Document Type : Research Paper

Authors

1 PhD student of Industrial Management, Faculty of Management, Islamic Azad University, Central Tehran Branch, Tehran, Iran

2 Associate Professor, Department of Logistics and Supply Chain Engineering, School of Industrial Engineering, Iran University of Science and Technology, Tehran, Iran

3 Assistant Professor, Department of Industrial Management, Faculty of Management, Islamic Azad University, Central Tehran Branch, Tehran, Iran

10.22054/jims.2025.85678.2969

Abstract

The high accuracy difference of nonlinear Bayesian averaging models compared to classical models indicates the failure of classical models. Classical models do not have the ability to determine the optimal model and always follow a predetermined pattern. Accordingly, to improve this gap, a hybrid of nonlinear Bayesian averaging models and panel time-varying parameters has been used to model the risk of the automotive industry. The time period of the present study was from 2011to2023, and in this study, information from 57 companies active in the automotive industry on the Tehran Stock Exchange was used. 119 risks affecting the automotive industry supply chain were identified. Based on nonlinear Bayesian averaging approaches, 15 unsystematic risk indicators and 13 systematic risks were identified as the most important risks to the supply chain.

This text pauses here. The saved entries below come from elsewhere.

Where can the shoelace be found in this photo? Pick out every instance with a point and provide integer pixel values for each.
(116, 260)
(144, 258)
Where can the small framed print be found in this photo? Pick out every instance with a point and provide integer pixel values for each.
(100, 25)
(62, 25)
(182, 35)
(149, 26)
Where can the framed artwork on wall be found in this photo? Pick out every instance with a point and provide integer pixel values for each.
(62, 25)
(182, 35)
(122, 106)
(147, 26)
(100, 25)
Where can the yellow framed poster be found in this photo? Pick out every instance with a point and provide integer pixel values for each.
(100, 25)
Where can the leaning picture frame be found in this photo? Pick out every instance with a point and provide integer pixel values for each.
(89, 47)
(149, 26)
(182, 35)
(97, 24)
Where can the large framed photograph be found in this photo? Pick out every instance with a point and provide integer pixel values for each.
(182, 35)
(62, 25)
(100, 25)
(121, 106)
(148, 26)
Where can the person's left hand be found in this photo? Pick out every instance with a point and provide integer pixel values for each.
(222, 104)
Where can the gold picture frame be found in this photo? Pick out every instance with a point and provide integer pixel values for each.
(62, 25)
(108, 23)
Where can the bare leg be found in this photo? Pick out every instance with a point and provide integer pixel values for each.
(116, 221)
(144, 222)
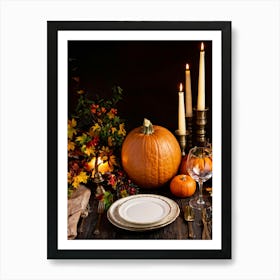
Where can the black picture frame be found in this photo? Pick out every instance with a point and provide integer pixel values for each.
(53, 252)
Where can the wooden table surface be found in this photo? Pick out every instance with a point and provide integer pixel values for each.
(176, 230)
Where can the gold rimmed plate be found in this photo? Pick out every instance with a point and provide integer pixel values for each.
(135, 212)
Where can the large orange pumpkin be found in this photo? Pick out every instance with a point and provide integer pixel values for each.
(183, 185)
(150, 155)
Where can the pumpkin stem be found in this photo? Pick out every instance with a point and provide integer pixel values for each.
(147, 127)
(184, 178)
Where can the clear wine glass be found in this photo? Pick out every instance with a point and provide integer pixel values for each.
(199, 166)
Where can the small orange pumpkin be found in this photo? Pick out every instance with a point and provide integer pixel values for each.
(183, 185)
(150, 155)
(203, 163)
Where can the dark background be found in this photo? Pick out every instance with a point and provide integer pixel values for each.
(149, 72)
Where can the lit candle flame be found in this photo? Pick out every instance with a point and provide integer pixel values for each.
(202, 46)
(181, 87)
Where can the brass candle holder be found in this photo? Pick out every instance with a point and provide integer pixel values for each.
(200, 123)
(182, 140)
(189, 121)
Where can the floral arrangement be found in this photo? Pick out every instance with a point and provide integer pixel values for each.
(95, 136)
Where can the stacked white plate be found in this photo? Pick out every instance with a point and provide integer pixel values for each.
(143, 212)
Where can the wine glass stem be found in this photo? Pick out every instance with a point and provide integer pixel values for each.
(200, 196)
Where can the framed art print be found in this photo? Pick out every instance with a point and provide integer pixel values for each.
(139, 140)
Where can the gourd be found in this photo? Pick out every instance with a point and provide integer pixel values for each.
(150, 155)
(183, 186)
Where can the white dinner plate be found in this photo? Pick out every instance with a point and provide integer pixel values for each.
(115, 218)
(144, 209)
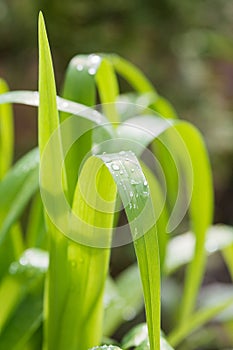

After identifying the factors, an attempt was made to examine these factors over time in the automotive industry supply chain based on the TVP-PFAVR approach. Given that the significant proportion of systematic risk in the supply chain is higher than unsystematic risk, the stability of the economic and business environment, good governance, and political environment should be on the agenda over management stability. In fact, stabilization policies in the form of demand-side policies, including monetary-fiscal policies, should be included in the Central Bank's mandate to reduce the economic-financial risks of the automotive industry supply chain. Given the significance of financing constraint indicators in creating systematic risk, ranking automotive industry companies is strongly recommended to optimally allocate financial resources to these companies.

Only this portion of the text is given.